As stipulated and explained in COEJL's (1992) founding statement, the climate crisis is “a religious challenge” for Jews:

For Jews, the environmental crisis is a religious challenge. As heirs to a tradition of stewardship that goes back to Genesis and that teaches us to be partners in the ongoing work of Creation, we cannot accept the escalating destruction of our environment and its effect on human health and livelihood. Where we are despoiling our air, land, and water, it is our sacred duty as Jews to acknowledge our God-given responsibility and take action to alleviate environmental degradation and the pain and suffering that it causes. We must reaffirm and bequeath the tradition we have inherited which calls upon us to safeguard humanity's home.

Educating the faithful is foundational to meeting this challenge. According to COEJL's tenth anniversary report, protecting the environment, human health, and biological diversity is a religious duty (a Mitzvah) that is emphasized in the first five books of the Hebrew Bible (the Torah), in major rabbinical discussions pertaining to Jewish law, biblical interpretation, ethics, customs, and history (Talmud), and other rabbinic literature. All are grounded in the commandment in genesis 2 to serve and protect the Garden of Eden. COEJL draws upon these “timeless texts” that illumine “God's gifts and expectations” to educate and stimulate Jews to think about and address in their synagogues, homes, and businesses the phenomenon of human-induced climate change and other environmental problems (COEJL, 2002).

The religious basis for action figures prominently in the Jewish Energy Covenant Campaign that COEJL initiated early in 2012. Responding to Jewish leaders and teachers who are concerned about future generations, the Covenant is oriented toward transforming the world's energy economy as a concern that is integral to addressing global climate change. Signatories make a personal commitment to this overall goal and agree to strive to achieve specific objectives (COEJL, 2012d). One commitment is to reduce their greenhouse gas emissions by 14 percent by September 2014 when Jews will celebrate the beginning of the Shmittah year – the seventh year in the ancient Jewish agricultural cycle when Jews are commanded to release the earth from human stress by letting the land lay fallow and open to anyone who needs or wants to eat fruits and vegetables that grow on them (COEJL, 2012b). The signatories proclaim in the Covenant:

For if we do not do these things, who will do them? Though we are neither prophets nor the sons and daughters of prophets, are we not Earth's custodians, guardians of a creation entrusted to us by God for all future generations, assigned to choose life? Call us watchmen, call us sentinels, call us your brothers and your sisters, who turn to you b'chol lashon shel bakashah, in every tongue of request: Join with us, that we may together restore what has been ruined, make straight the crooked way, preserve, protect, and cherish the bounty that is ours to tend and ours to bequeath, repaired, to those yet to come (COEJL, 2012c).
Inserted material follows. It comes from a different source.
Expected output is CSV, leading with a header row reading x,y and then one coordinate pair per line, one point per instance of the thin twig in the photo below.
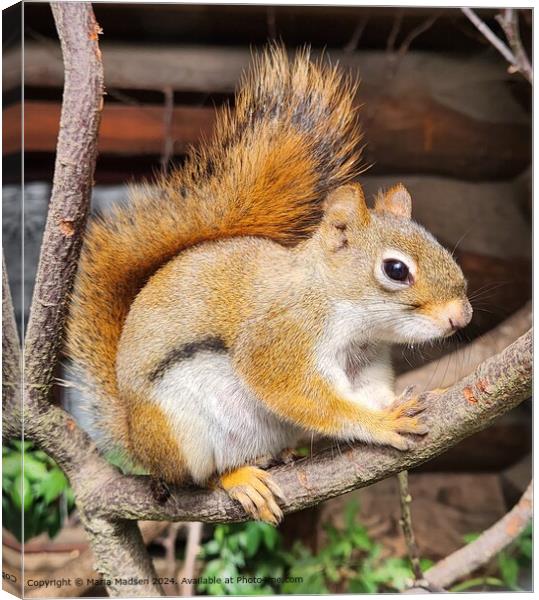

COEJL emphasizes the religious duty of Jews in all walks of life, places, and political persuasions to be fully aware of the ecological issues that affect all Earth inhabitants, especially poor and vulnerable people. “We weep at the heavy burden that climate change imposes on the world's poor,” COEJL educators and advocates insist from the Jewish sense of justice, “mourn its impact on the diversity of God's creations,” and “tremble at the harm we impose upon our own descendants” whose vulnerability alarms them (COEJL, 2012c). Though COEJL is concerned about and engaged in many issues affecting Jews and their heritage nationally and internationally (e.g. the safety of Israel, anti-Semitism, and the continuing problems of poverty, unemployment, health care and education), “the ecological crisis hovers over all Jewish concerns,” the 1992 Founding Statement of the Coalition on the Environment and Jewish Life states. Because “the threat is global, advancing, and ultimately jeopardizes ecological balance and the quality of life,” environmental issues must be “an immediate, ongoing and pressing concern” for the Jewish community (COEJL, 1992).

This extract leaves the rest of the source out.